Some of the pieces of music were accompanied by a projection of a dancer. I didn’t notice this at first, there’s so much going on after all! Once you notice it though it’s really special!

It felt like our group stood for ages watching the show. It was mesmerising and I just couldn’t stop taking photos! After breaking the spell we went over to the park’s tallest fountain. This one is called ‘Fuente Mágica’ (Magic Fountain). In the centre is a jet which shoots water to a height of over 80m! Certainly not as showy as the previous lot, but the giant jet of water in the middle was pretty cool. Next up was the brilliantly-named ‘Tunnel of Surprises’! As you can see below, this was a red-lit tunnel of water that you could walk through. Our group had some fun taking photos and videos inside and emerged out the other side relatively dry. But for some of us that was about to change…

After the tunnel, we went to one of the park’s interactive pieces. This was a circular maze of fountains that you could run inside. They were on timers that kept changing and there were big jets of water shooting across the middle too. You could attempt to navigate the maze or just try to run to the centre when the water was briefly turned off. I got a bit wet having a go at this, but Ania and Kate did a lot better:

Next we walked through a tunnel (of concrete this time, not water) to the other side of the park, seeing lots of information including how people use water in the modern world and how much of the human body is made up of water; before seeing one final fountain and making our exit.

The night was like the aquatic equivalent of a fireworks display! El Circuito Mágico del Agua is a beautiful tourist attraction that provided us with one of the most memorable nights of our entire nine-month trip so far.
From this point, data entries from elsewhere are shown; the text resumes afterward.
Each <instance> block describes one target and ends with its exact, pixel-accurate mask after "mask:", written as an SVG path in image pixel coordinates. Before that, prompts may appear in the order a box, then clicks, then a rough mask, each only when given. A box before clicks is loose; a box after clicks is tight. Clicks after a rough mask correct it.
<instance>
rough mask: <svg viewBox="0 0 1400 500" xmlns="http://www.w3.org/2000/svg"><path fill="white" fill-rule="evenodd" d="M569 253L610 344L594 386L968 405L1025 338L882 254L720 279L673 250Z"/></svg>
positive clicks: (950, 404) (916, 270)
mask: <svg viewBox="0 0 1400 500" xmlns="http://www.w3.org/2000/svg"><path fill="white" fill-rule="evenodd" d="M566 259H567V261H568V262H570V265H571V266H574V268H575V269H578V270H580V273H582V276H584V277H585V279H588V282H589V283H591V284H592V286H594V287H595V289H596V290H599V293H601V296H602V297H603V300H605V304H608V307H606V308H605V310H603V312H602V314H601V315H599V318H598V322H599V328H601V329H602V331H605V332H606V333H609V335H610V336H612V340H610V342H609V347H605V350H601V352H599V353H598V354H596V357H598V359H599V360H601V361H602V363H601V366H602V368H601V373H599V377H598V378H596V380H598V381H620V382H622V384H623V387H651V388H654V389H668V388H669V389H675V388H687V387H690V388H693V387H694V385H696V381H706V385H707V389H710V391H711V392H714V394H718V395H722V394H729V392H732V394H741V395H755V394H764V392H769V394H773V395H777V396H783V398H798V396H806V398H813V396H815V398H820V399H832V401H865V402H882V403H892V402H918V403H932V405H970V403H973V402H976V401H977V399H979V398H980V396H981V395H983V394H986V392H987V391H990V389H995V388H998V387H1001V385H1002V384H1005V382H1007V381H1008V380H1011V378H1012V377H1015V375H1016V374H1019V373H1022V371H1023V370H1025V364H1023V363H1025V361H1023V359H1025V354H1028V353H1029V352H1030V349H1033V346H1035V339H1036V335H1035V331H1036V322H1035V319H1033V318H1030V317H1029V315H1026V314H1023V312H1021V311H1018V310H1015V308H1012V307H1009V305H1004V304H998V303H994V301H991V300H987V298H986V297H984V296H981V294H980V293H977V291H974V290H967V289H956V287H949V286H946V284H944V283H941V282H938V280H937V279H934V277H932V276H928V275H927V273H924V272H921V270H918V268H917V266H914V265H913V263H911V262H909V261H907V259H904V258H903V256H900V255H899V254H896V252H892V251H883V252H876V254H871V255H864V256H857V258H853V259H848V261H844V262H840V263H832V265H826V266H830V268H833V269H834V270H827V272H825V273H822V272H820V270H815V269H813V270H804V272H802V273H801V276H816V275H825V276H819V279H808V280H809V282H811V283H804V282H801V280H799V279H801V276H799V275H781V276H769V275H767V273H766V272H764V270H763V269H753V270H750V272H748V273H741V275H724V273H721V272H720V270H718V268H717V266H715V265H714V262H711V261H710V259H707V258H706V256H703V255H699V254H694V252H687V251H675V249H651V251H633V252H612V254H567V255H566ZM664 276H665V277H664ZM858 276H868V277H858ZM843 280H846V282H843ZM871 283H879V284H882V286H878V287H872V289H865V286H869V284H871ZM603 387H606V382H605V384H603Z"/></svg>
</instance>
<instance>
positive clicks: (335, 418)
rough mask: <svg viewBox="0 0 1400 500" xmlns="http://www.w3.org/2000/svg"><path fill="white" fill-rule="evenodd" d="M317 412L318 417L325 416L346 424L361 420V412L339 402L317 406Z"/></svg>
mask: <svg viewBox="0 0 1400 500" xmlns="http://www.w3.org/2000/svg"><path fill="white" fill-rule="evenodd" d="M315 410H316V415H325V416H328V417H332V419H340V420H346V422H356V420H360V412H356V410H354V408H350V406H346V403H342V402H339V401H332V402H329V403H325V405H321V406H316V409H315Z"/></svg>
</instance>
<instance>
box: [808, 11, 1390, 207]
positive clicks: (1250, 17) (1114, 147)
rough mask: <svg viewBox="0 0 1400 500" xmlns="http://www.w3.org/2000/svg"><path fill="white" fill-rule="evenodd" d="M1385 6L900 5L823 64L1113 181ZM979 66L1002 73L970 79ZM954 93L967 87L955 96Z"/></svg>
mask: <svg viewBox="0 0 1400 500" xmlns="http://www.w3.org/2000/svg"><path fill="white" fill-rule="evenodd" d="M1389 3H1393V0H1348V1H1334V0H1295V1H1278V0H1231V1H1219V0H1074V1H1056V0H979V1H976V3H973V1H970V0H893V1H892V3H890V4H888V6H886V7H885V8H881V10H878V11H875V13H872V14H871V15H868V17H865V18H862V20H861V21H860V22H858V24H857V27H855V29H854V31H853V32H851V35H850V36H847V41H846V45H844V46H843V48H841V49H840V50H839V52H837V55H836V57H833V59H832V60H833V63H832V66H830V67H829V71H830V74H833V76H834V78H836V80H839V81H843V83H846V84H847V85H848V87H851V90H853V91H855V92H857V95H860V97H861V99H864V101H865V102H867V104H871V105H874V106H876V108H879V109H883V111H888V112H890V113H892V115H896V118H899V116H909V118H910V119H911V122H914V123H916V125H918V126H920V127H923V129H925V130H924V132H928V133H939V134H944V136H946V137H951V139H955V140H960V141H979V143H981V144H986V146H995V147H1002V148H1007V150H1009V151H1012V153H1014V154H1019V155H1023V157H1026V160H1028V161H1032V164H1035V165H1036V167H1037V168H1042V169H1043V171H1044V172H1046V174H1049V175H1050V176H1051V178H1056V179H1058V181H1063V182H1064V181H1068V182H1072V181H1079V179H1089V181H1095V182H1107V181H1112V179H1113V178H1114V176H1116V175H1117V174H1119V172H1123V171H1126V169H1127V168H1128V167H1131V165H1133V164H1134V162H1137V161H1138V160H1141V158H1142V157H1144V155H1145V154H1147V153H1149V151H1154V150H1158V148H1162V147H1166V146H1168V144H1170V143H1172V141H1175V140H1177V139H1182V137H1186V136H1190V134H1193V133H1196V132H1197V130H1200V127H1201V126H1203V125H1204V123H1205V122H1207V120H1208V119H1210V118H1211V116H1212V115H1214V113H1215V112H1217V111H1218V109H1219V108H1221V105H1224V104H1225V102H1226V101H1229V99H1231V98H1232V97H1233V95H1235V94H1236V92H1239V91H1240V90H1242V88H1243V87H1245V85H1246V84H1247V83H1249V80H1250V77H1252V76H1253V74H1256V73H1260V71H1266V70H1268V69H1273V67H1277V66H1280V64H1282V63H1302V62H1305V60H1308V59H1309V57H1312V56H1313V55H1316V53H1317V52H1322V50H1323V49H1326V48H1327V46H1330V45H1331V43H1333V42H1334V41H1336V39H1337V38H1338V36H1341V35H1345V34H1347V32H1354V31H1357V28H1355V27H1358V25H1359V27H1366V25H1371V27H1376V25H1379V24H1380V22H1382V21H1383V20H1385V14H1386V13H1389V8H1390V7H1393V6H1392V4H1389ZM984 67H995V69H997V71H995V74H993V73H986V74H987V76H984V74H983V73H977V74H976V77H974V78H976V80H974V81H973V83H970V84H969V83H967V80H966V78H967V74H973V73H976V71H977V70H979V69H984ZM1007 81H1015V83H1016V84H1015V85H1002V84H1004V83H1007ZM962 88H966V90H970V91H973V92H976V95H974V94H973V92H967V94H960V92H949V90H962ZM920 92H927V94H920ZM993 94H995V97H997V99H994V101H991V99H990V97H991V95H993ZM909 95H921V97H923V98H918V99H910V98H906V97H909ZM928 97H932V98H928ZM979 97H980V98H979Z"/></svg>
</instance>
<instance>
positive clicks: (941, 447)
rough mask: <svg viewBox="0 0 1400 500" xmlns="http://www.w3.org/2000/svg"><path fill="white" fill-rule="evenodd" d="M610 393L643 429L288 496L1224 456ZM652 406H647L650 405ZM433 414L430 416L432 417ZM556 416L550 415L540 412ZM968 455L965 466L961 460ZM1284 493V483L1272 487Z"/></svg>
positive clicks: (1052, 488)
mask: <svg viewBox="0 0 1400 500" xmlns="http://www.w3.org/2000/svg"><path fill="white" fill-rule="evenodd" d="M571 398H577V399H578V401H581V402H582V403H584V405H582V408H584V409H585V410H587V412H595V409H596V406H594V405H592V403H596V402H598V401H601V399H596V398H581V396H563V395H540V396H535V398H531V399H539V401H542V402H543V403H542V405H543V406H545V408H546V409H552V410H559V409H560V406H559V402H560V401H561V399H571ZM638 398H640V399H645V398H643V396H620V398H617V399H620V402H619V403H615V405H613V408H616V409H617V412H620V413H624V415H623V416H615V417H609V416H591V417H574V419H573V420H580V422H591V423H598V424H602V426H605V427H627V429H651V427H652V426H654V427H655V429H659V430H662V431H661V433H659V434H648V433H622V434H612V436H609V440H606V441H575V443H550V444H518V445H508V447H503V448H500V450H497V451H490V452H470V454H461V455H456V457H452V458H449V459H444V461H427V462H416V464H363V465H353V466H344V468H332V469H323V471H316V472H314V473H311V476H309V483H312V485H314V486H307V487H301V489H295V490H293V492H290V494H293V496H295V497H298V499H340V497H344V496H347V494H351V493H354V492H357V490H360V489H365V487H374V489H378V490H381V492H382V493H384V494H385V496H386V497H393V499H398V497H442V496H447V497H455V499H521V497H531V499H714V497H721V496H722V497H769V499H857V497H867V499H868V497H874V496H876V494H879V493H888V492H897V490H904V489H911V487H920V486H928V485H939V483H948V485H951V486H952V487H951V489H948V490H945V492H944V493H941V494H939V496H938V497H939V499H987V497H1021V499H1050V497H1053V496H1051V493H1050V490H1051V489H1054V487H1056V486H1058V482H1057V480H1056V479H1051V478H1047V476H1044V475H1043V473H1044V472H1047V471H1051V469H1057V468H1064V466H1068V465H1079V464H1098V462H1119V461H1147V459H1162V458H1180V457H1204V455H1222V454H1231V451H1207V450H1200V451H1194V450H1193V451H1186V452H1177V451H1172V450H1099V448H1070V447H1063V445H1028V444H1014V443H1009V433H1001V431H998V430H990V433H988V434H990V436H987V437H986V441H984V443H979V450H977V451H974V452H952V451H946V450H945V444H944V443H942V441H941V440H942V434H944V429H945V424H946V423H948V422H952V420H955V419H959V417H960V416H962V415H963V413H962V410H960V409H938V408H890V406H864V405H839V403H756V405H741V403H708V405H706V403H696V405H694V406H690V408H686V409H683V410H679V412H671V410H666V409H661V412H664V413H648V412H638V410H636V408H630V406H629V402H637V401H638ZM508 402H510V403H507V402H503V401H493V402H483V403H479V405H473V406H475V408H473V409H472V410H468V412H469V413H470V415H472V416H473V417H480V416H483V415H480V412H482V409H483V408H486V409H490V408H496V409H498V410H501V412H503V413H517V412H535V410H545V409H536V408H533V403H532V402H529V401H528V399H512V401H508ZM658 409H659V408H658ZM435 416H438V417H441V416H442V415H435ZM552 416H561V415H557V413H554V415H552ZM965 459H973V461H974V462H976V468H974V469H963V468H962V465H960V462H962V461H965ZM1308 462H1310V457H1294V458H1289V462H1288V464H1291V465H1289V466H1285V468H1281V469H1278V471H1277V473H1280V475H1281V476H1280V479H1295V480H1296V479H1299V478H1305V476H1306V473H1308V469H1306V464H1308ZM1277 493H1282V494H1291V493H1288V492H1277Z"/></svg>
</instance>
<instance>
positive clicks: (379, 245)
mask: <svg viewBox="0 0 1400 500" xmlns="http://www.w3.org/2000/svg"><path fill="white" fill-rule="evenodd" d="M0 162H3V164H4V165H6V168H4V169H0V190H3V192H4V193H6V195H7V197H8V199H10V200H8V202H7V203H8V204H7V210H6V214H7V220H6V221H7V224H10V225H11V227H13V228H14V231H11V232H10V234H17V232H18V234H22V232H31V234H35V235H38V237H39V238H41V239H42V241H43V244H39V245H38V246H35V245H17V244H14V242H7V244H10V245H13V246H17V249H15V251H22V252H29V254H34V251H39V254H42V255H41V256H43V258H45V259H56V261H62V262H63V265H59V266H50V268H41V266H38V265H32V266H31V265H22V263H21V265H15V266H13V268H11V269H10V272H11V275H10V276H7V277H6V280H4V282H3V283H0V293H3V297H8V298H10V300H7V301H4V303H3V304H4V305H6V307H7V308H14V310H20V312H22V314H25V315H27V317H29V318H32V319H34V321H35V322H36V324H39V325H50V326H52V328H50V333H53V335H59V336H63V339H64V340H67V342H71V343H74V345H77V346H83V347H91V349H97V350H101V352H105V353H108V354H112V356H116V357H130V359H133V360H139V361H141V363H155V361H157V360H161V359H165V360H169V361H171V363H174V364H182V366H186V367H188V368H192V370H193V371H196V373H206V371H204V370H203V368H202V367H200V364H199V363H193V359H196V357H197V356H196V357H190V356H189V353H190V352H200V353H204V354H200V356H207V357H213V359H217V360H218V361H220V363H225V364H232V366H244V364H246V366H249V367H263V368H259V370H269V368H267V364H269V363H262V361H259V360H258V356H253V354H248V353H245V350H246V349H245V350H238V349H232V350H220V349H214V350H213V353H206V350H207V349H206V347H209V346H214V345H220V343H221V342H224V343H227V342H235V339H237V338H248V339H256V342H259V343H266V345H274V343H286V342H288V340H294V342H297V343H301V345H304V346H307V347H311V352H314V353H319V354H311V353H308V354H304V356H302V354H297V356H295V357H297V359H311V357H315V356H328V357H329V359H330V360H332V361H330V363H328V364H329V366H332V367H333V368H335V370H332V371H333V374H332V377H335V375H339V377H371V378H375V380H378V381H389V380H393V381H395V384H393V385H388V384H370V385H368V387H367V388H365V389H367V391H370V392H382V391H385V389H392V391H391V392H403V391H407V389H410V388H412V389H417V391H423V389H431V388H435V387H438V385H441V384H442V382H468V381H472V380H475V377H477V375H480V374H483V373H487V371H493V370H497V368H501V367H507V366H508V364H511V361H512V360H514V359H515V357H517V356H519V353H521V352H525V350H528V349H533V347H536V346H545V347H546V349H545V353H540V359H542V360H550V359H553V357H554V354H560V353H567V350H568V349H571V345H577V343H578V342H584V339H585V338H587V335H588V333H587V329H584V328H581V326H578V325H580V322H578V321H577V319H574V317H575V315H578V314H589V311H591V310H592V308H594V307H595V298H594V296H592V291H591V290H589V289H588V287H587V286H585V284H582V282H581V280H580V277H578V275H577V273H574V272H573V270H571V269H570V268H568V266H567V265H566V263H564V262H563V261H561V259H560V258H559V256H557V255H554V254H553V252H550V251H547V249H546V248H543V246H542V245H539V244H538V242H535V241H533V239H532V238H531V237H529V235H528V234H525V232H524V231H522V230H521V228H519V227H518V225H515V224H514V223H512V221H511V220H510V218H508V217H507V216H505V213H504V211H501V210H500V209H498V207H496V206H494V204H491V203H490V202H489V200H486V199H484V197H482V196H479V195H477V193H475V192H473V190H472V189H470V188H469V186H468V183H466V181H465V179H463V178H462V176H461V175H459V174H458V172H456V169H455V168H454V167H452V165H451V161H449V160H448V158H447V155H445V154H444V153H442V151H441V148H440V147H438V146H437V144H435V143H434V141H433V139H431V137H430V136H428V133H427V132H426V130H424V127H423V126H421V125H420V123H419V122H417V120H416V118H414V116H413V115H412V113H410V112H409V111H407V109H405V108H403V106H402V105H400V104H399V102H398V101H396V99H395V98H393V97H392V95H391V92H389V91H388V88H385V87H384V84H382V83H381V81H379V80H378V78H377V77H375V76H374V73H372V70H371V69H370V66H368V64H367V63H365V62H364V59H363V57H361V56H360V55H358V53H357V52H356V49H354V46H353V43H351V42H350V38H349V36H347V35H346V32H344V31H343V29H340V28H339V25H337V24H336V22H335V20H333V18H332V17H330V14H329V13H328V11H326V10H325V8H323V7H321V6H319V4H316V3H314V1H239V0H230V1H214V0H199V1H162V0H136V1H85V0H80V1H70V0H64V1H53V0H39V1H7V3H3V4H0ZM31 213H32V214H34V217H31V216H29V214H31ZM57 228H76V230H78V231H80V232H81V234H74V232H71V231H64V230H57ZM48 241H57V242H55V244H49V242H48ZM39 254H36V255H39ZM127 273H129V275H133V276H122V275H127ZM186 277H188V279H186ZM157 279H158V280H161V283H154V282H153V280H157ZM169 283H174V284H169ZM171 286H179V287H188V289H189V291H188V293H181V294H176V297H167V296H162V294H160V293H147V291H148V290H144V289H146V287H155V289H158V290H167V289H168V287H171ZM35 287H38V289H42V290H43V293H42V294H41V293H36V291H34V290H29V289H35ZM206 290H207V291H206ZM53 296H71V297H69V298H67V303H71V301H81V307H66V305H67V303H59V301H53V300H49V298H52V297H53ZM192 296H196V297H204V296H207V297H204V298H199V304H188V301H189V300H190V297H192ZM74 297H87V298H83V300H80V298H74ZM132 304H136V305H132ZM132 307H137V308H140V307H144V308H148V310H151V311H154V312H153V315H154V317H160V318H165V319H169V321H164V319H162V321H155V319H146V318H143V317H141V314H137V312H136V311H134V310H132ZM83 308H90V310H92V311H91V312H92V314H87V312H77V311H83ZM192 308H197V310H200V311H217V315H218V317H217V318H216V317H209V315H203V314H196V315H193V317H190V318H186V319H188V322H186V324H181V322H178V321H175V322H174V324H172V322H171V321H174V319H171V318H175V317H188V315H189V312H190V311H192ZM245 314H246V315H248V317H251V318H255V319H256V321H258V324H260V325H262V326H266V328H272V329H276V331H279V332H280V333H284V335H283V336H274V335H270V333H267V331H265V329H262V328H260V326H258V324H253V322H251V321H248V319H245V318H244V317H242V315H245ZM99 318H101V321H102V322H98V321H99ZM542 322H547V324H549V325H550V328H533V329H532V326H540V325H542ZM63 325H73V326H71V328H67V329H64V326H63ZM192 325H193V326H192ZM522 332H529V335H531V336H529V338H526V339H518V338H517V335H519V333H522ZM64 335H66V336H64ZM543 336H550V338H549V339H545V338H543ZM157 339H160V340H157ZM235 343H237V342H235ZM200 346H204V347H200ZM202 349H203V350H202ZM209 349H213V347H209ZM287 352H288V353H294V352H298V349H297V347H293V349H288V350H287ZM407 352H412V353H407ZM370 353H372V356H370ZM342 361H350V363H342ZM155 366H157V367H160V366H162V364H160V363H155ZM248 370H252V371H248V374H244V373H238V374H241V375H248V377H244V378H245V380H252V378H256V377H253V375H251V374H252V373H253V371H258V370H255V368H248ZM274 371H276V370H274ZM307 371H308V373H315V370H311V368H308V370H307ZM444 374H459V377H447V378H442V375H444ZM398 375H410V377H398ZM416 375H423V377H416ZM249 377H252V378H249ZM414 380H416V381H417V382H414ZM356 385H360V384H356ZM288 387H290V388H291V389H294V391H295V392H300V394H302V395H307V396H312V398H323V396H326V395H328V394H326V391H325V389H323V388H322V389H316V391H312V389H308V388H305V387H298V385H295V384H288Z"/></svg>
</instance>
So lots of information there, blog fans. Our time in Lima flew by, and now I see that´s because we crammed so much in! Thanks as always for reading.

1 comment:

  1. Ania by the Miraflores pier is *just* like Brighton! What a great time. I wonder, though, why Stu's wiki on Pisca sour is longer than Ania's on Juanita the Ice Maiden? Have you got your priorities right? lol

    Interesting about the archaeological site in the middle of Lima. Reminds me of how I once took Ania and Mina to one of Asoka's inscriptions (300 BC) in the middle of Delhi. We were able to walk right to it, no barriers, and I got Ania and Mina to trace it a bit with their fingers. More recently, the Archaeology dept. has put barriers around it.